Os mitos apocalípticos

Os mitos apocalípticos falam do fim do mundo e da trajetória humana.

Dilúvios, epidemias, o anticristo são meios para o fim.

Mas eis que o fim é somente recomeço!

Os mitos apocalípticos

Os mitos apocalípticos


Os mitos apocalípticos relatam o fim do universo e a aniquilação do ser humano.

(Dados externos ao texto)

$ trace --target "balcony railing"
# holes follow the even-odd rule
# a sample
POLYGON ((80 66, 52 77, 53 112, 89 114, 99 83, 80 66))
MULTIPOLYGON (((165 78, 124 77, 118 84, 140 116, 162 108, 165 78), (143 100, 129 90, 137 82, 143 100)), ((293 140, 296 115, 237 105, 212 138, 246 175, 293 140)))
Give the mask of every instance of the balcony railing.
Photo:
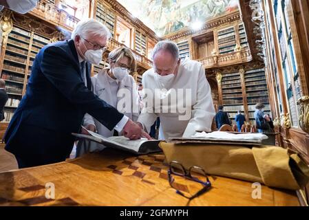
POLYGON ((78 19, 65 10, 43 0, 38 1, 36 8, 30 13, 70 30, 73 30, 79 21, 78 19))
MULTIPOLYGON (((108 48, 110 50, 113 50, 114 49, 117 48, 118 47, 121 47, 121 46, 127 47, 125 45, 124 45, 121 43, 119 43, 118 41, 116 41, 114 38, 111 38, 108 43, 108 48)), ((141 66, 145 67, 146 69, 149 69, 152 67, 151 60, 150 60, 146 56, 138 54, 137 52, 136 52, 133 50, 131 50, 131 51, 133 52, 133 56, 134 56, 134 58, 136 60, 136 63, 139 65, 141 65, 141 66)))
POLYGON ((251 60, 252 60, 252 56, 248 50, 244 50, 226 54, 211 56, 198 60, 198 61, 200 61, 203 64, 205 69, 224 67, 246 63, 251 60))

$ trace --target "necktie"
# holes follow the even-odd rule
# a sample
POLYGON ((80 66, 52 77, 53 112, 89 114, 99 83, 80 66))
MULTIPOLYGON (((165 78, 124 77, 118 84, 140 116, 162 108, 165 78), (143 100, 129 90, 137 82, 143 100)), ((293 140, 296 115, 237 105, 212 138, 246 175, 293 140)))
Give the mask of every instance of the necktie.
POLYGON ((87 86, 87 82, 85 79, 85 61, 83 61, 81 63, 81 78, 83 79, 83 81, 85 82, 85 85, 87 86))

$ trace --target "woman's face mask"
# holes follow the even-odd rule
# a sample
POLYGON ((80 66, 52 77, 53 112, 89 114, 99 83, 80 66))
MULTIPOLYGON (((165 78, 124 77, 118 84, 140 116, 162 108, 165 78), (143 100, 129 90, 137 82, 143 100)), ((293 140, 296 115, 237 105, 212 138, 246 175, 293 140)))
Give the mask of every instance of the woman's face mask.
POLYGON ((21 14, 25 14, 36 6, 37 0, 7 0, 10 9, 21 14))

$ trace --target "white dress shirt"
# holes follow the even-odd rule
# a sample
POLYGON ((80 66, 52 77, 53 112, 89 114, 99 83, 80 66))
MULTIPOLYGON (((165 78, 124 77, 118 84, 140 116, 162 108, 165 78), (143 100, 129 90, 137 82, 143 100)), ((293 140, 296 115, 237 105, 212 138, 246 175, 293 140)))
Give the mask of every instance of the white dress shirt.
MULTIPOLYGON (((78 62, 81 66, 81 63, 83 61, 85 61, 85 59, 83 59, 79 54, 78 53, 77 53, 77 56, 78 57, 78 62)), ((86 68, 85 67, 84 68, 84 71, 82 73, 82 74, 83 74, 84 76, 84 79, 85 79, 85 86, 87 87, 87 77, 86 77, 86 68)), ((129 118, 126 116, 123 116, 122 118, 120 120, 120 121, 119 122, 118 122, 118 124, 115 126, 115 129, 116 131, 117 131, 118 133, 121 132, 123 130, 123 128, 125 125, 125 124, 127 124, 127 121, 129 120, 129 118)))

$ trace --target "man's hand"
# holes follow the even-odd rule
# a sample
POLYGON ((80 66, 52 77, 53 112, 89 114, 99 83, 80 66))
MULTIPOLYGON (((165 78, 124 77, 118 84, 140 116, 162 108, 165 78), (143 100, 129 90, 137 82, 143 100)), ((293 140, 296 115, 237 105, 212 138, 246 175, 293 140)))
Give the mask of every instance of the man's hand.
POLYGON ((146 138, 148 140, 151 140, 151 138, 148 133, 142 131, 140 125, 134 122, 131 119, 128 120, 123 127, 122 133, 125 137, 131 140, 137 140, 140 138, 146 138))

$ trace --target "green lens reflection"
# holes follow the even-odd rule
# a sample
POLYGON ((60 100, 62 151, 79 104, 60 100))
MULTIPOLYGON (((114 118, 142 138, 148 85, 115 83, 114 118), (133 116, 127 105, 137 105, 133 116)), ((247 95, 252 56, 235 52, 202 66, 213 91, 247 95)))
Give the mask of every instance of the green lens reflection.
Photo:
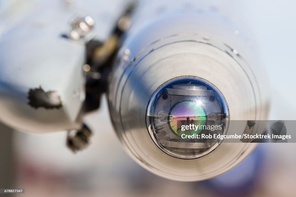
POLYGON ((169 122, 173 130, 177 135, 186 135, 198 134, 202 130, 200 128, 181 130, 182 125, 204 125, 205 123, 205 114, 200 106, 200 102, 186 101, 177 104, 170 110, 169 122))

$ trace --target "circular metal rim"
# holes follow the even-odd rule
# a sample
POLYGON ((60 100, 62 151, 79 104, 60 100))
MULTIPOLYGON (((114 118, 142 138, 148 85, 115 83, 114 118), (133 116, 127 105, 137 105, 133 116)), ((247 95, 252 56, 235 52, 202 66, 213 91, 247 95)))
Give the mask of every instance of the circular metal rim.
MULTIPOLYGON (((202 154, 202 155, 197 157, 194 157, 193 158, 184 158, 182 157, 180 157, 180 156, 178 156, 178 155, 176 154, 174 154, 173 153, 170 152, 169 152, 167 151, 166 149, 165 148, 163 147, 161 144, 160 144, 156 140, 156 136, 155 136, 153 132, 151 132, 149 130, 149 127, 148 125, 148 122, 149 121, 149 119, 150 118, 149 117, 149 116, 148 115, 148 110, 151 107, 151 106, 152 104, 151 101, 152 100, 152 98, 153 98, 154 96, 157 95, 160 91, 160 90, 162 87, 166 85, 167 84, 169 83, 171 83, 173 81, 175 80, 179 80, 180 79, 193 79, 195 80, 197 79, 200 80, 202 82, 205 83, 206 84, 207 84, 207 85, 209 85, 210 86, 212 86, 213 88, 214 88, 215 90, 217 91, 220 94, 221 96, 222 96, 222 98, 223 98, 224 101, 225 102, 225 104, 226 104, 226 106, 227 108, 227 110, 226 112, 228 113, 228 116, 227 116, 228 118, 226 120, 226 121, 227 122, 227 129, 226 130, 226 131, 225 132, 225 134, 226 135, 227 133, 227 132, 228 131, 228 129, 229 128, 229 123, 230 121, 229 121, 230 120, 230 113, 229 112, 229 108, 228 106, 228 104, 227 102, 227 101, 226 100, 225 97, 224 96, 224 95, 223 95, 223 94, 220 91, 220 90, 215 85, 213 84, 213 83, 211 83, 210 81, 209 81, 207 80, 202 78, 201 77, 199 77, 197 76, 195 76, 193 75, 183 75, 179 76, 178 77, 174 77, 172 79, 170 79, 168 80, 167 81, 166 81, 164 83, 163 83, 156 90, 154 91, 154 92, 152 94, 152 95, 150 97, 150 98, 149 99, 149 102, 148 102, 148 106, 147 107, 147 109, 146 111, 146 126, 147 128, 147 131, 148 131, 148 133, 149 134, 149 135, 150 136, 150 137, 151 138, 151 139, 154 143, 158 147, 160 150, 164 152, 165 153, 167 154, 170 155, 172 157, 180 159, 197 159, 198 158, 200 158, 202 157, 205 156, 209 154, 210 154, 214 150, 215 150, 220 145, 221 143, 222 143, 223 141, 223 140, 221 140, 220 141, 217 145, 215 147, 215 148, 213 148, 211 150, 210 152, 205 154, 202 154), (152 136, 153 137, 152 137, 152 136)), ((155 128, 154 128, 154 125, 153 124, 151 124, 151 125, 152 127, 153 127, 153 130, 155 130, 155 128)))

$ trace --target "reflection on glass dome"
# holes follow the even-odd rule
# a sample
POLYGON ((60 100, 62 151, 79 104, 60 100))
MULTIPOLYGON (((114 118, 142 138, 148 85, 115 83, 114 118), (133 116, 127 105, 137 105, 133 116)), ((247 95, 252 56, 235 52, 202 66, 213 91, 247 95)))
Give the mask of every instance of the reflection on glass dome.
POLYGON ((183 159, 202 156, 217 147, 219 140, 190 137, 225 134, 229 117, 222 93, 194 77, 180 77, 160 87, 151 98, 147 115, 147 128, 156 145, 169 154, 183 159), (208 129, 215 125, 223 125, 223 129, 208 129))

Estes mitos contam a história do fim do mundo, mas, geralmente, tem em seu enredo a sobrevivência de um casal ou de alguns poucos sobreviventes que iniciarão um novo mundo.

Sendo assim, os mitos apocalípticos acabam por ser não uma história literal do fim de tudo, e sim a história de um recomeço.

As histórias de dilúvios são constantemente utilizadas e são universalmente conhecidas.

Muitas destas histórias proclamam o fim do mundo através do fogo, da água, de epidemias ou do surgimento de um poder ou de um poderoso ente destruidor.

Os mitos apocalípticos

Algumas vezes o fim de tudo acontece pela ira do deus criador ocorrida por sua insatisfação com a raça humana.

O fato é que estes mitos abrem caminho para a renovação dos mitos cosmogônicos e é a passagem necessária para a recriação do mundo e a regeneração da humanidade.

Acabam por ser não o fim de tudo, mas o fim de um ciclo.

Os mitos apocalípticos estabelecem uma ponte entre um passado que não serve mais para um futuro promissor.

Os mitos do fim do mundo são presentes em diversas culturas e épocas e aparecem também de forma recorrente nas religiões e ressaltando que o que hoje é tido como mitológico no ontem era religioso.

São exemplos:

  • O fim do mundo para os vedas é pralaya
  • Na mitologia germânica é ragnarok
  • Para os cristãos é o apocalipse

Um enredo bastante utilizado é o de um fim catastrófico seguido de uma recriação gloriosa do mundo.

Por vezes há a ira do Criador diante da raça humana e há também a chegada de anti-herói ou poder destruidor, como o anticristo, por exemplo, que reina por um período apocalíptico e ao ser vencido é restaurada a beatitude da criação original.